Given some affine arrangement $A$ and the exact normal and offset of the planes in $A$, and a corresponding halfspace intersection lattice $L$, if I know some subset of $L$ is non-empty then is there an algorithm or some algebraic formulation, which prescribes another subset of $L$ which is empty?
As an example, if I have some affine arrangement in $\mathbb{R}^1$ of two hyperplanes (points in this case)  $A,B$, then I know that either $A_l \cap B_r = \emptyset$ or $A_r \cap B_l = \emptyset$ where $A_r$ denotes the halfspace to the right of $A$ and $A_l$ notes that to the left.
 A: The question is confused.  The intersection poset of an affine arrangement is a semilattice, not necessarily a lattice.  It is defined as the set of non-empty intersections of subsets of A, so nothing in the semilattice is empty.
The example suggests that the question is about the intersections of half-spaces.  (I assume $R_r$ means $B_r$.)  This is separate from the intersection semilattice.
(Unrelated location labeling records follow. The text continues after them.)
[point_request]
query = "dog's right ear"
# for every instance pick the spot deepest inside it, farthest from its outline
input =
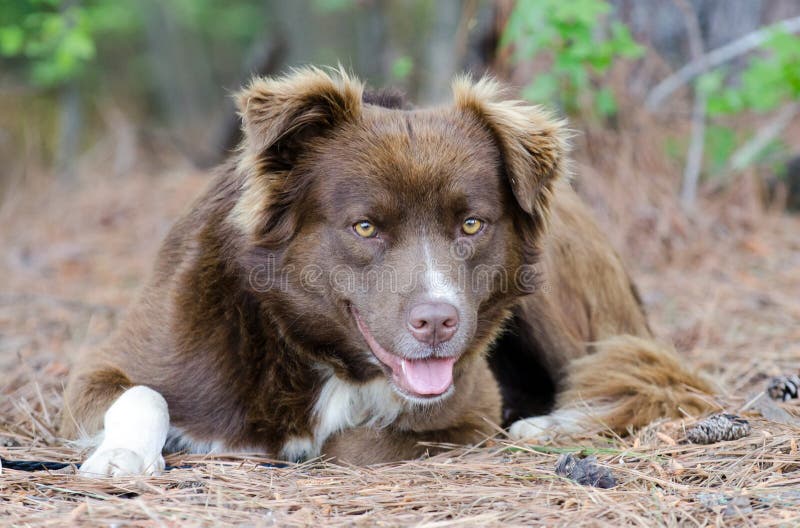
(279, 115)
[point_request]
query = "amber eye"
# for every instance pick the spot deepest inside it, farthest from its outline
(365, 229)
(471, 226)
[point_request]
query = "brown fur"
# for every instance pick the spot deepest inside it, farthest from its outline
(244, 363)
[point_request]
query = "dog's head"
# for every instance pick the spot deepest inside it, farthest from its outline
(387, 239)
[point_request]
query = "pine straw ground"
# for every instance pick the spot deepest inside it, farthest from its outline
(728, 295)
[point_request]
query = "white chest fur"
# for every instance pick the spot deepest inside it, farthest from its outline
(343, 405)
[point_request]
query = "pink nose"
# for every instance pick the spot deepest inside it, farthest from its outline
(433, 323)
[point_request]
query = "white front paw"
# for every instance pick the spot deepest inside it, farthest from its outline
(120, 462)
(537, 429)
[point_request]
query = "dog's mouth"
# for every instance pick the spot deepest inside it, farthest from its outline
(424, 378)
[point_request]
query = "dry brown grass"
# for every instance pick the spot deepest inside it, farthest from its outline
(723, 285)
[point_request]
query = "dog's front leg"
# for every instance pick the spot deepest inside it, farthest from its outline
(135, 430)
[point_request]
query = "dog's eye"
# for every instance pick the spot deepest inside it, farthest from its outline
(471, 226)
(365, 229)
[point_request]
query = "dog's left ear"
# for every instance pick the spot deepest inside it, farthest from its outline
(281, 118)
(279, 115)
(533, 144)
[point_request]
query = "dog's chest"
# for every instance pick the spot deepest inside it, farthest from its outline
(342, 405)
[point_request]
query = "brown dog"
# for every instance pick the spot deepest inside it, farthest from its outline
(361, 278)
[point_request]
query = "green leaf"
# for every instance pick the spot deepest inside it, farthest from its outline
(12, 38)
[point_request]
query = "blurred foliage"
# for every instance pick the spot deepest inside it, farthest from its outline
(769, 81)
(52, 36)
(56, 41)
(579, 47)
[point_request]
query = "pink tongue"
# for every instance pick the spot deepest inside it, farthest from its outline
(427, 376)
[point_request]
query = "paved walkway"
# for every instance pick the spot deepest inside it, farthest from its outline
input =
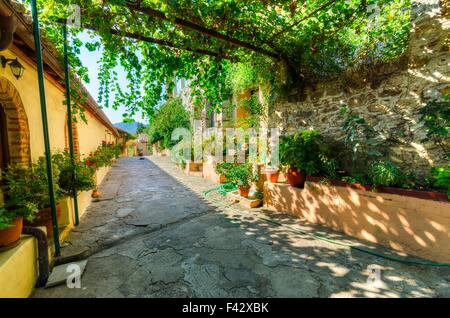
(154, 234)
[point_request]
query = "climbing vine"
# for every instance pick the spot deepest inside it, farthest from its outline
(210, 42)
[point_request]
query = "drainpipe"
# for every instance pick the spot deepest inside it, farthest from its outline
(69, 122)
(48, 155)
(44, 267)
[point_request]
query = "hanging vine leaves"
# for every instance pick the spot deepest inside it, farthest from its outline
(312, 40)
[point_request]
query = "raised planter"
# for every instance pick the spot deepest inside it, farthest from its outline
(426, 195)
(405, 223)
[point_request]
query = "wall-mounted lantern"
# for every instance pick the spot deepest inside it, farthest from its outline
(16, 68)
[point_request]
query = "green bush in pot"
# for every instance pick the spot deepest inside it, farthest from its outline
(241, 175)
(305, 153)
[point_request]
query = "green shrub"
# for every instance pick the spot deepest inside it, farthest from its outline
(6, 218)
(104, 155)
(238, 174)
(307, 151)
(27, 189)
(439, 177)
(384, 173)
(84, 180)
(170, 116)
(436, 117)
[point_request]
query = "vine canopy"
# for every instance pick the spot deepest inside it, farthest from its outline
(155, 41)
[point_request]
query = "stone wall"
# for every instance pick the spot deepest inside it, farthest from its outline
(387, 96)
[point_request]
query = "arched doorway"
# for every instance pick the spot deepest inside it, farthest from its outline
(14, 132)
(15, 125)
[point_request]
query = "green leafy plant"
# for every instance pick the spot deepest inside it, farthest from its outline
(307, 151)
(103, 156)
(6, 218)
(436, 116)
(240, 174)
(439, 177)
(224, 168)
(384, 173)
(310, 50)
(170, 116)
(360, 137)
(27, 189)
(84, 180)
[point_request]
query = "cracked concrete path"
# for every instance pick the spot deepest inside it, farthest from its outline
(155, 234)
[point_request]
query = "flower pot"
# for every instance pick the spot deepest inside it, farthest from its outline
(44, 218)
(296, 178)
(96, 194)
(272, 175)
(12, 234)
(244, 191)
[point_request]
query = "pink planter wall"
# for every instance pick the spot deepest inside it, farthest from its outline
(416, 226)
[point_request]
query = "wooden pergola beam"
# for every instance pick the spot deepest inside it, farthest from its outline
(143, 38)
(199, 29)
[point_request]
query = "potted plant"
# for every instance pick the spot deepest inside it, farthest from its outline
(27, 191)
(11, 225)
(301, 155)
(242, 175)
(84, 174)
(272, 174)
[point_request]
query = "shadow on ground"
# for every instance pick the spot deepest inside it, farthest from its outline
(156, 235)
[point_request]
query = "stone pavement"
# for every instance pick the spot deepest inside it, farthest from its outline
(155, 234)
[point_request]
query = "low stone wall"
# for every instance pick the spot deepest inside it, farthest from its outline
(415, 226)
(388, 96)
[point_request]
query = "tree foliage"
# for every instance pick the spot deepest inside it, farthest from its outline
(170, 116)
(306, 39)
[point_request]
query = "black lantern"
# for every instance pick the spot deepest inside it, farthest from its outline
(16, 68)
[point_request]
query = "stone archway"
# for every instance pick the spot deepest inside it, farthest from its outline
(18, 134)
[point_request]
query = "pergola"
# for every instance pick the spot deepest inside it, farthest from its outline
(137, 8)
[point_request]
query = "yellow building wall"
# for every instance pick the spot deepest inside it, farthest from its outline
(91, 133)
(18, 269)
(18, 266)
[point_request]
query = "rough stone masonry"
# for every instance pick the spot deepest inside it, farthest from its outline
(387, 96)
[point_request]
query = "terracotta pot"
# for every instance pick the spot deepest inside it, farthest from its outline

I am not sure, but I think that from the normal vectors and the intersection semilattice it is not possible to say which half-space intersections are empty.  It is possible for central arrangements (all hyperplanes contain 0) since the normal vectors determine everything, but I think for affine arrangements there is not enough information.  That is only an opinion.  
In the central case, the intersection is empty if and only if the normal vectors positively span the origin (if I remember correctly).  However, that seems neither necessary nor sufficient for affine hyperplanes.
This is a good question.  I'm sorry I can't answer it.